Planning your Sensu Go deployment

This guide describes various deployment considerations and recommendations, including details related to communication security and common deployment architectures.

What is etcd?

etcd is a key-value store which is used by applications of varying complexity, from simple web apps to Kubernetes. The Sensu backend uses an embedded etcd instance for storing both configuration and event data, so you can get Sensu up and running without external dependencies.

By building atop etcd, Sensu’s backend inherits a number of characteristics that should be considered when planning for a Sensu deployment.

Hardware sizing

Because etcd’s design prioritizes consistency across a cluster, the speed with which write operations can be completed is very important to the performance of a Sensu cluster.

This means that Sensu backend infrastructure should be provisioned to provide sustained IO operations per second (IOPS) appropriate for the rate of monitoring events the system will be required to process.

For more detail, our hardware requirements document describes the minimum and recommended hardware specifications for running the Sensu backend.

Communications security

Whether using a single or multiple Sensu backends in a cluster, communication with the backend’s various network ports (web UI, HTTP API, websocket API, etcd client & peer) occurs in cleartext by default.
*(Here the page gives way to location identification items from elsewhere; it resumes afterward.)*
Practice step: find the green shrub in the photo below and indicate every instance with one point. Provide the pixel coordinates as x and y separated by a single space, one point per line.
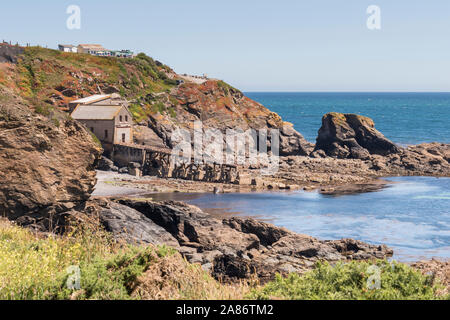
351 281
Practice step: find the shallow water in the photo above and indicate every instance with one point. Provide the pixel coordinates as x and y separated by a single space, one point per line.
411 215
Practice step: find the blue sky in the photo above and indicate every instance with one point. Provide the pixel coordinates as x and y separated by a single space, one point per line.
315 45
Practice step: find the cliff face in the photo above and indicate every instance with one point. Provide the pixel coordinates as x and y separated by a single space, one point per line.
220 106
46 165
352 136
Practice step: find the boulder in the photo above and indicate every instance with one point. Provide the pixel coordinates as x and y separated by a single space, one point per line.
105 164
351 136
242 248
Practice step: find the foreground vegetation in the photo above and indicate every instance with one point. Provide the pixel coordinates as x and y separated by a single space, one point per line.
34 266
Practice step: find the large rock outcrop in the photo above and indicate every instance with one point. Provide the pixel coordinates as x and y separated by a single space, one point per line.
46 165
351 136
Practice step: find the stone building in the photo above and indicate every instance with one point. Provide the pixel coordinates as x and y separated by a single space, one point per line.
109 120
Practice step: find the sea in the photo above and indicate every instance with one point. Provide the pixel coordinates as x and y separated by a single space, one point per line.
410 214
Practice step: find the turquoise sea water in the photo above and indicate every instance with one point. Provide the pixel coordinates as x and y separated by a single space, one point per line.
411 215
405 118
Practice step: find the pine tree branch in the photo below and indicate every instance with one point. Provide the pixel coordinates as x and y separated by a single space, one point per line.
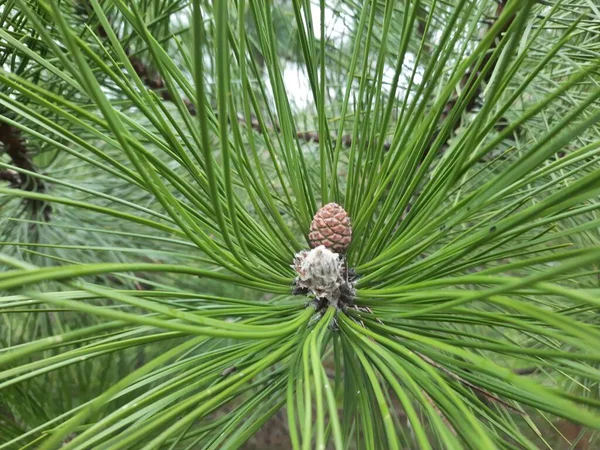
473 78
14 145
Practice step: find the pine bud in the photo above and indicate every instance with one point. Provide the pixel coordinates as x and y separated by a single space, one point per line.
331 227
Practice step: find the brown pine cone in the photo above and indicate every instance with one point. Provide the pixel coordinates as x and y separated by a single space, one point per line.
331 227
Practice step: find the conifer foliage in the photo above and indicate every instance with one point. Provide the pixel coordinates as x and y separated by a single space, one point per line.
400 251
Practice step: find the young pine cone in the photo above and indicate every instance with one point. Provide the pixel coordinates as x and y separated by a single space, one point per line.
331 227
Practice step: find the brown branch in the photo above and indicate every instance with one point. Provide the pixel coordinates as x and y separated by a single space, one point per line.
14 145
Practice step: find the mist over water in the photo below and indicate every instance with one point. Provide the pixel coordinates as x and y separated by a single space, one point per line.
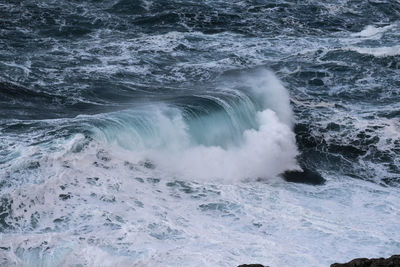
154 133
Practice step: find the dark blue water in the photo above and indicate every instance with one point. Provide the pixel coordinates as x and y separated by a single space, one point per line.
137 131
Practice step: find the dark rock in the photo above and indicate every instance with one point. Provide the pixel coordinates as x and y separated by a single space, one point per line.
306 176
393 261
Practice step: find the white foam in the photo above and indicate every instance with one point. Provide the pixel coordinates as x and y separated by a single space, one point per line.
371 30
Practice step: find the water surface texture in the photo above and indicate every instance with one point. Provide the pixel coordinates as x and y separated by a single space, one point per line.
154 133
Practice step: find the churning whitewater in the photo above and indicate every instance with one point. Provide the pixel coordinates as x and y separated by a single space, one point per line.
156 133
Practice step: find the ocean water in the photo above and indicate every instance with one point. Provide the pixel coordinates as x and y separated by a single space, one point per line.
154 133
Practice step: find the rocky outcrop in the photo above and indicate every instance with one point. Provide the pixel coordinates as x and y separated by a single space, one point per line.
393 261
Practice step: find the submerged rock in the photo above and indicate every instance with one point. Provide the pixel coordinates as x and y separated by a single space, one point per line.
306 176
393 261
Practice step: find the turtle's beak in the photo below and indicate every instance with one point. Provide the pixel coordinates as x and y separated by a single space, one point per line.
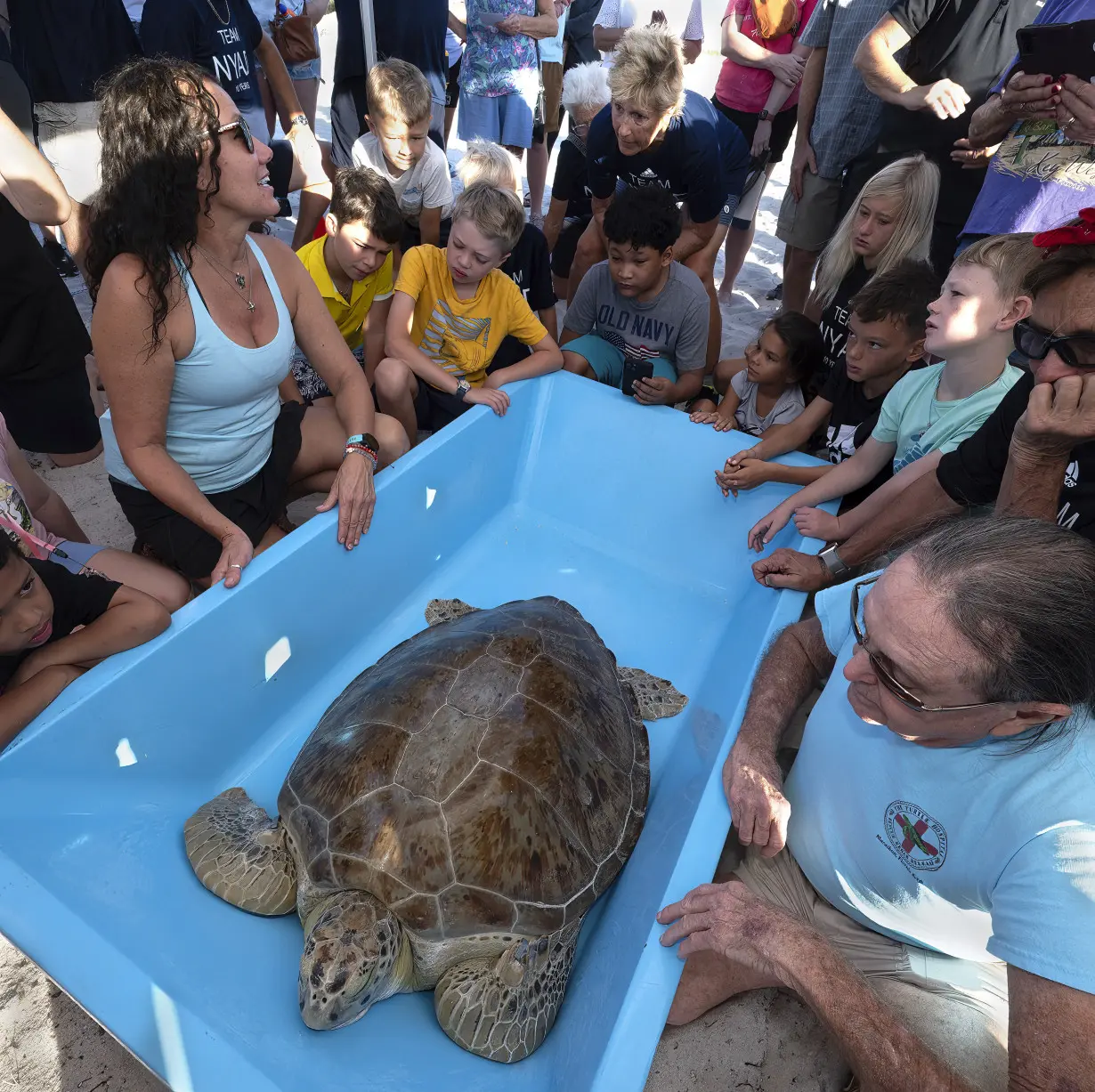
348 955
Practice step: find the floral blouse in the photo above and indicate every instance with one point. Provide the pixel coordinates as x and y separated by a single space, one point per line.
498 63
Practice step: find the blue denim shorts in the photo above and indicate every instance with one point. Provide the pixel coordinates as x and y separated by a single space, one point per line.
607 360
506 119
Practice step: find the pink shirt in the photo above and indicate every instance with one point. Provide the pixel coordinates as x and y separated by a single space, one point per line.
12 506
747 89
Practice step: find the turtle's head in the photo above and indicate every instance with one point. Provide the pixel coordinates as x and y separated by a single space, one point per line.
355 954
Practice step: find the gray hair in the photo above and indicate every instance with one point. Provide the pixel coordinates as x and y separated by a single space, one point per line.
1022 592
586 87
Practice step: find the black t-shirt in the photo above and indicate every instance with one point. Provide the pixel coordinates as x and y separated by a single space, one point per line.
833 323
703 158
970 42
42 334
851 423
77 601
410 29
529 265
194 29
572 179
972 473
61 48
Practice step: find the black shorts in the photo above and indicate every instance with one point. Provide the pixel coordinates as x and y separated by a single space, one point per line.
562 255
253 506
53 415
434 408
783 126
452 87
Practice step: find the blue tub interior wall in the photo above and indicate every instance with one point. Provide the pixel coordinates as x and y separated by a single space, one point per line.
576 492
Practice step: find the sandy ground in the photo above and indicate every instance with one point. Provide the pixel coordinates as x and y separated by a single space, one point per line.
766 1042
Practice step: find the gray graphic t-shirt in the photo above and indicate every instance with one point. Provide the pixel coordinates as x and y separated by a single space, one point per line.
672 325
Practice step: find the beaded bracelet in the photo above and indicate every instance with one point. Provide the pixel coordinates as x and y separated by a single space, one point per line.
361 449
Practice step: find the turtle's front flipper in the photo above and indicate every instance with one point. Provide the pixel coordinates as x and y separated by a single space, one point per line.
503 1007
438 611
657 697
239 853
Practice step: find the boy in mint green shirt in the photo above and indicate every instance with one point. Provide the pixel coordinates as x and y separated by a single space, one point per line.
931 410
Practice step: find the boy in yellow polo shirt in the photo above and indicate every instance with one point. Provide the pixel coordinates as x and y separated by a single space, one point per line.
352 266
451 310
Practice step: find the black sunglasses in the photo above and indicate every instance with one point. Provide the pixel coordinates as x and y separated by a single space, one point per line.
1076 351
244 132
882 674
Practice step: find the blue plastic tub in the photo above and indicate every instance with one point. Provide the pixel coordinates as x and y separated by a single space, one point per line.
576 492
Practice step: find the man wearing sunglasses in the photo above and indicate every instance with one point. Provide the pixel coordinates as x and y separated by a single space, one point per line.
1034 457
924 878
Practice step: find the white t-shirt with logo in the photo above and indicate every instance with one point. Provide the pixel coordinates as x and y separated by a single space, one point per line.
979 852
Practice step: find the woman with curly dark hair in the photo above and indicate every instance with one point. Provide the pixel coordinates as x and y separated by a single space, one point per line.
193 330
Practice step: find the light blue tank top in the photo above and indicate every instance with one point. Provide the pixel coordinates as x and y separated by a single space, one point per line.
223 400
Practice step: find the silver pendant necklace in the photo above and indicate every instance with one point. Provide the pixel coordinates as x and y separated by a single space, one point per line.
241 280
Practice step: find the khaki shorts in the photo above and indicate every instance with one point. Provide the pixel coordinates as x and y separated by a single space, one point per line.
551 73
68 137
809 223
956 1007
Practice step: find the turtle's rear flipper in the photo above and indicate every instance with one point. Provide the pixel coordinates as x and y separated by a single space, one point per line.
438 611
501 1007
239 853
657 697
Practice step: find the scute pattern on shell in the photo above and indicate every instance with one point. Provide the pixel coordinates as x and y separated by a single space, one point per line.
490 772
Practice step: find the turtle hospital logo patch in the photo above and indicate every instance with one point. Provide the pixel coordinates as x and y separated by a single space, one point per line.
918 840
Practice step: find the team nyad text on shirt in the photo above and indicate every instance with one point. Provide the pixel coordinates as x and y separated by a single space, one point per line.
637 325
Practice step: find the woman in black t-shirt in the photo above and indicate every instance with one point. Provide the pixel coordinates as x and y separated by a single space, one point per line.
585 95
890 221
44 390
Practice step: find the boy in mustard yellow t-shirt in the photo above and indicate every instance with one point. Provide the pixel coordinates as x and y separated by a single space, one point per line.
450 312
352 266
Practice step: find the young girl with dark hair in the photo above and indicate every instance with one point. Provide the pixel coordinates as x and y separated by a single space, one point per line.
767 392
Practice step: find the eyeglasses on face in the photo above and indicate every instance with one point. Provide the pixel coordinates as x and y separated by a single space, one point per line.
881 672
239 124
1076 351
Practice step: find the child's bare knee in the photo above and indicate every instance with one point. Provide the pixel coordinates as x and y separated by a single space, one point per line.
392 379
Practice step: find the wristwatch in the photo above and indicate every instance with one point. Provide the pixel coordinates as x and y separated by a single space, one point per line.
833 562
366 440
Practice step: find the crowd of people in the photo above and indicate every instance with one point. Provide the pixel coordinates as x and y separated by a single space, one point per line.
923 877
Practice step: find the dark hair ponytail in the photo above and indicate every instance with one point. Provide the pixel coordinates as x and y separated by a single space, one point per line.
804 344
158 120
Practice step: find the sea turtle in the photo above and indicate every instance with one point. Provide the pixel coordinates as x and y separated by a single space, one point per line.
450 821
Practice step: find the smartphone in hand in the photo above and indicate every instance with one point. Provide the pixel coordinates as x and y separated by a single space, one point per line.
636 370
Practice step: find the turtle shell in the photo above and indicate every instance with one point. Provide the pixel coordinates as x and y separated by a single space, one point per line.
490 773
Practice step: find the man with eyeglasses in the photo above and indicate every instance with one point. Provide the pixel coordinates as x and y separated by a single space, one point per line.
923 880
1034 457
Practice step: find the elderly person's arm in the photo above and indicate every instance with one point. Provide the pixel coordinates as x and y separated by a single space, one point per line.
1059 417
922 505
884 76
796 663
317 334
543 24
28 181
1048 1043
141 395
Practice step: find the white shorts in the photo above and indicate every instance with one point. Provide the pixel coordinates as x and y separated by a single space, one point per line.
68 137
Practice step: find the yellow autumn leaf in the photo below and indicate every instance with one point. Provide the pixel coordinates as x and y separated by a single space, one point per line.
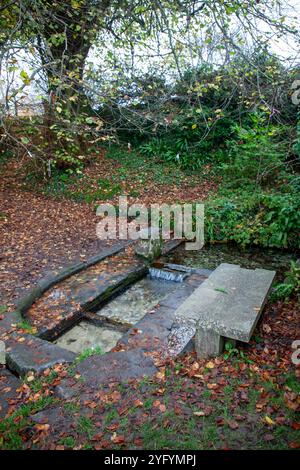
210 365
269 421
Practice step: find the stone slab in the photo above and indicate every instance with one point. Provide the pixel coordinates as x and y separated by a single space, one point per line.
130 306
28 353
229 302
85 335
98 370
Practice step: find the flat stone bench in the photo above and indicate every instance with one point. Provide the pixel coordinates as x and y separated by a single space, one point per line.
227 305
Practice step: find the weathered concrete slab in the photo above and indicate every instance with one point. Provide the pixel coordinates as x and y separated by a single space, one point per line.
2 353
27 353
102 370
85 335
229 302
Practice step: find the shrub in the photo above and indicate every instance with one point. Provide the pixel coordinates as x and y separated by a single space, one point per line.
259 218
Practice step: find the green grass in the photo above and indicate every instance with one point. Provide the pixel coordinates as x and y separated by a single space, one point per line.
11 427
88 353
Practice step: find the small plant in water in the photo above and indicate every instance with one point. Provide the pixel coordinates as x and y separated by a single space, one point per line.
231 351
89 352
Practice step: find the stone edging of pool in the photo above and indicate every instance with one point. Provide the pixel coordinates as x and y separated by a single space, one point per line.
27 352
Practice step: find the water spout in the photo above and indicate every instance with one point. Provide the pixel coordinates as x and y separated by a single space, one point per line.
167 274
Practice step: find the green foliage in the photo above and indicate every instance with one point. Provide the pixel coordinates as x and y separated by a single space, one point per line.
88 353
260 218
233 352
291 284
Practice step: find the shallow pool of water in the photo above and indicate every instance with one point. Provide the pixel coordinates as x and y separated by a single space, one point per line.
85 335
129 307
210 256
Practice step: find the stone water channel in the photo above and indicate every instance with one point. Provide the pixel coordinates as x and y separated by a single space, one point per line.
110 322
117 316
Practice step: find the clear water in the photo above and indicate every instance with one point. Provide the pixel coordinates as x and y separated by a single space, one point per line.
210 256
129 307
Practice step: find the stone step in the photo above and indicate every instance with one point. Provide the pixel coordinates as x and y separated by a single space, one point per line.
27 353
9 393
227 305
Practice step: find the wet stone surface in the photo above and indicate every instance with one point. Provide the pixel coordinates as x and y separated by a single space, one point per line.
27 353
210 256
85 335
81 291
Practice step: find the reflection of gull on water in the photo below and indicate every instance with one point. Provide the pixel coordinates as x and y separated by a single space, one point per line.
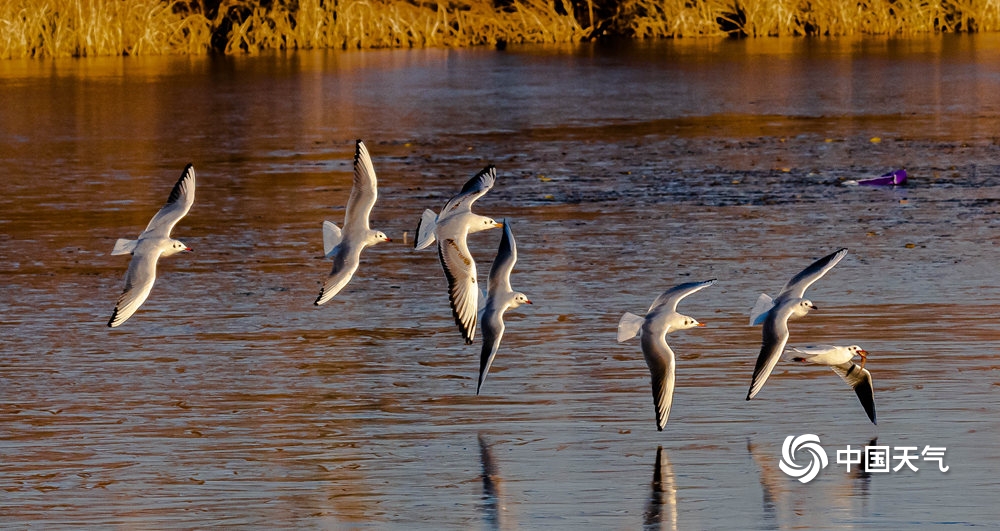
662 492
774 483
154 242
775 313
823 503
839 359
492 504
661 318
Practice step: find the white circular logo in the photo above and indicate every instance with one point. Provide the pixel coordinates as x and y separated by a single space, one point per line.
817 457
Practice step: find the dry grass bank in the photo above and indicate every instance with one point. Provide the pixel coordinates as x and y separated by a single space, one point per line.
55 28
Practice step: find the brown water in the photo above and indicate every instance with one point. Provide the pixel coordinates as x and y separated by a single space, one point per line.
229 399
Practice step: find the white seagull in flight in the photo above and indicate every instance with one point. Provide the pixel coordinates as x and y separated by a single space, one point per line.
840 360
345 246
661 319
775 313
499 298
451 228
153 243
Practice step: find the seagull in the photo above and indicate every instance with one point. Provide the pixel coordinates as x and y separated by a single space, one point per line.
345 246
499 298
775 313
661 318
450 228
839 359
153 243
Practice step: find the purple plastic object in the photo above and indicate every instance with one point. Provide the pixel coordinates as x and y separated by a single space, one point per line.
893 178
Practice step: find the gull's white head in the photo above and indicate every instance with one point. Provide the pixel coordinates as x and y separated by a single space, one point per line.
176 246
803 308
683 322
858 351
484 223
519 299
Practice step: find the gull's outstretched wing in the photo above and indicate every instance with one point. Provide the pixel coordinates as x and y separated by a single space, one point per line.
364 192
797 286
180 201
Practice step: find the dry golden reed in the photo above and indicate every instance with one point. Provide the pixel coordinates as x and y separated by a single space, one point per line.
57 28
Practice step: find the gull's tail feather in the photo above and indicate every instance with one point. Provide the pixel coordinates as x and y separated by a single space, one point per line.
425 230
123 246
629 326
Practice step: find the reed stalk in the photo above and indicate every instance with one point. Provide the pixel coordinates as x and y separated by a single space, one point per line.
59 28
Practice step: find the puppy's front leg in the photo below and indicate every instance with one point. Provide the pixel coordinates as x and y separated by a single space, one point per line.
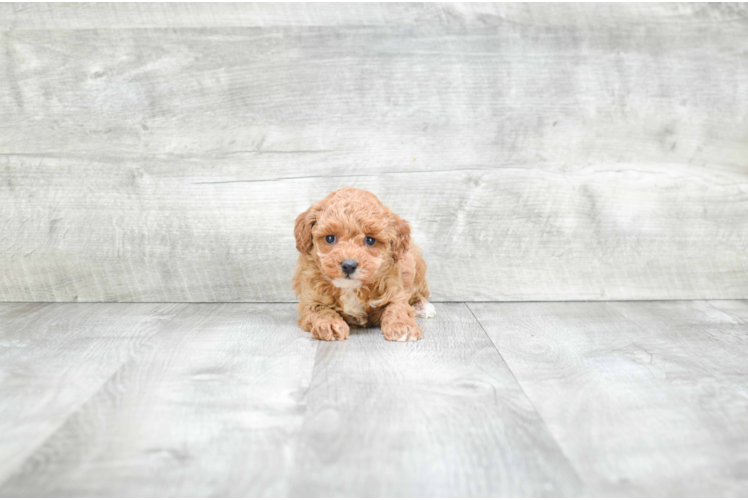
323 322
399 324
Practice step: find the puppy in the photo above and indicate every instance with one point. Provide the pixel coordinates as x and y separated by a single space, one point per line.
358 267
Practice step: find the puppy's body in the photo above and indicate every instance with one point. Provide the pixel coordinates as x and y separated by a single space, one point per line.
388 286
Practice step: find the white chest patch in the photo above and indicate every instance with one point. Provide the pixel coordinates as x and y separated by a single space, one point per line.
348 298
351 305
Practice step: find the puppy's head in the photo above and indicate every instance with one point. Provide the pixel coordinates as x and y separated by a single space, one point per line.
351 236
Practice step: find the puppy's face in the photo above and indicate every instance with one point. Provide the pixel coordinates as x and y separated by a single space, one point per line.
351 236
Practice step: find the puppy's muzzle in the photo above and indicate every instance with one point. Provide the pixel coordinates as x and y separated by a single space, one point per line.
349 266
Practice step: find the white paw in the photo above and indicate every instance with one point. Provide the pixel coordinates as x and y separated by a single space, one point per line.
425 310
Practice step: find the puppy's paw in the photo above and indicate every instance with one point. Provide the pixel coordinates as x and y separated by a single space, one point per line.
424 309
402 332
330 329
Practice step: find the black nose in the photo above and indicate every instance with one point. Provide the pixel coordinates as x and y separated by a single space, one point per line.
349 266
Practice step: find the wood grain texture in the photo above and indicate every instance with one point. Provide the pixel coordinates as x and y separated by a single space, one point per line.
54 357
646 399
442 417
96 15
209 409
550 157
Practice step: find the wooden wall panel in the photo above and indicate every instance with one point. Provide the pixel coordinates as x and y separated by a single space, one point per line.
539 154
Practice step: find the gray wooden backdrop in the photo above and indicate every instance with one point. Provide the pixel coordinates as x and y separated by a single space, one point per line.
160 152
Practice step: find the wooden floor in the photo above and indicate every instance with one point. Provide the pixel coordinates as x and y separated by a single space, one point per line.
499 399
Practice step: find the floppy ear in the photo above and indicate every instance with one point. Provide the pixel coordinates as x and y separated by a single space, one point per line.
401 243
303 230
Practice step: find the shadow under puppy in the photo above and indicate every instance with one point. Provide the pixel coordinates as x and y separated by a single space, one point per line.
357 267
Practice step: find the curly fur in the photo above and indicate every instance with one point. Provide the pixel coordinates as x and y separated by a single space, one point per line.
389 281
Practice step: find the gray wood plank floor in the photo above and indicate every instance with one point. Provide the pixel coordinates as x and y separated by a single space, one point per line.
499 399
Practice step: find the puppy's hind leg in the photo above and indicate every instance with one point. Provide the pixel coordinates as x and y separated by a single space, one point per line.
424 309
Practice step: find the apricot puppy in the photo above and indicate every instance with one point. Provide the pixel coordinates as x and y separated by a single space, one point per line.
357 267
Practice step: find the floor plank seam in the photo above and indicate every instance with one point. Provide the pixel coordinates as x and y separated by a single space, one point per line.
532 404
738 318
33 452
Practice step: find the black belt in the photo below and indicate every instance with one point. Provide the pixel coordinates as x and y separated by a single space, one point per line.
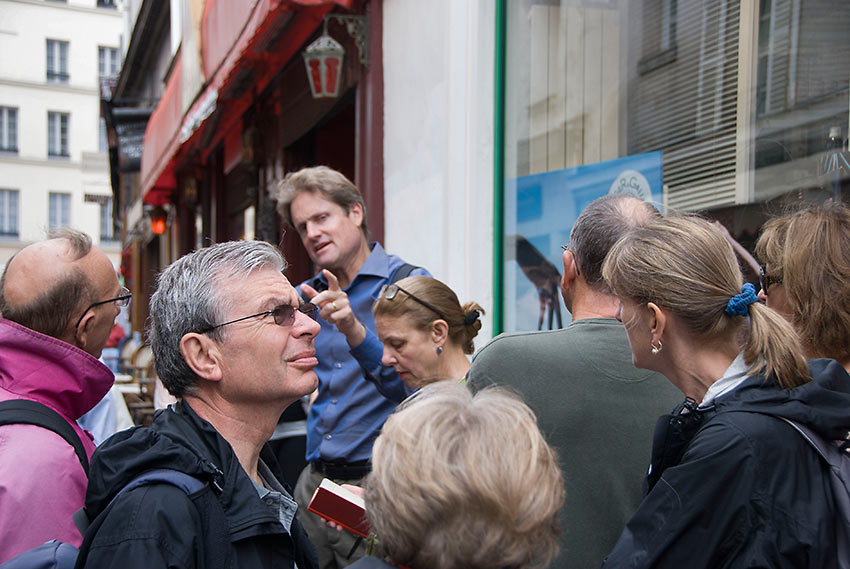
343 470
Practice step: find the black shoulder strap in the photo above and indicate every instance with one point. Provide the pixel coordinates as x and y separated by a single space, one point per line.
402 272
26 412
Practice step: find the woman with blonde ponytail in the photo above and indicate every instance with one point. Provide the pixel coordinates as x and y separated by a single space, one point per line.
427 334
730 484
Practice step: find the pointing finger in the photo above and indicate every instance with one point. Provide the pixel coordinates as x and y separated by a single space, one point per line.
333 282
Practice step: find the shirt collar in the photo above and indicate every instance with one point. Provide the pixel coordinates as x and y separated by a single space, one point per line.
377 263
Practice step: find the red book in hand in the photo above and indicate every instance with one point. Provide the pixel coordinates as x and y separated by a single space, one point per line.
333 502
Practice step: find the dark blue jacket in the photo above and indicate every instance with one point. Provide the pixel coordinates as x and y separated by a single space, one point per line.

Encrypting network communications via TLS is highly recommended, and requires both some planning and explicit configuration.

Planning TLS for etcd

The URLs for each member of an etcd cluster are persisted to the database after initialization. As a result, moving a cluster from cleartext to encrypted communications requires resetting the cluster, which destroys all configuration and event data in the database. Therefore, we recommend planning for encryption before initiating a clustered Sensu backend deployment.

WARNING: Reconfiguring a Sensu cluster for TLS post-deployment will require resetting all etcd cluster members, resulting in the loss of all data.

As described in our guide for securing Sensu, the backend uses a shared certificate and key for web UI and agent communications. Communications with etcd can be secured using the same certificate and key; the certificate’s common name or subject alternate names must include the network interfaces and DNS names that will point to those systems.

See our clustering guide and the etcd docs for more info on setup and configuration, including a walk-through for generating TLS certificates for your cluster.

Common Sensu architectures

Depending on your infrastructure and the type of environments you’ll be monitoring, you may use one or a combination of these architectures to best fit your needs.

Single backend using embedded etcd

This architecture requires minimal resources, but provides no redundancy in the event of failure.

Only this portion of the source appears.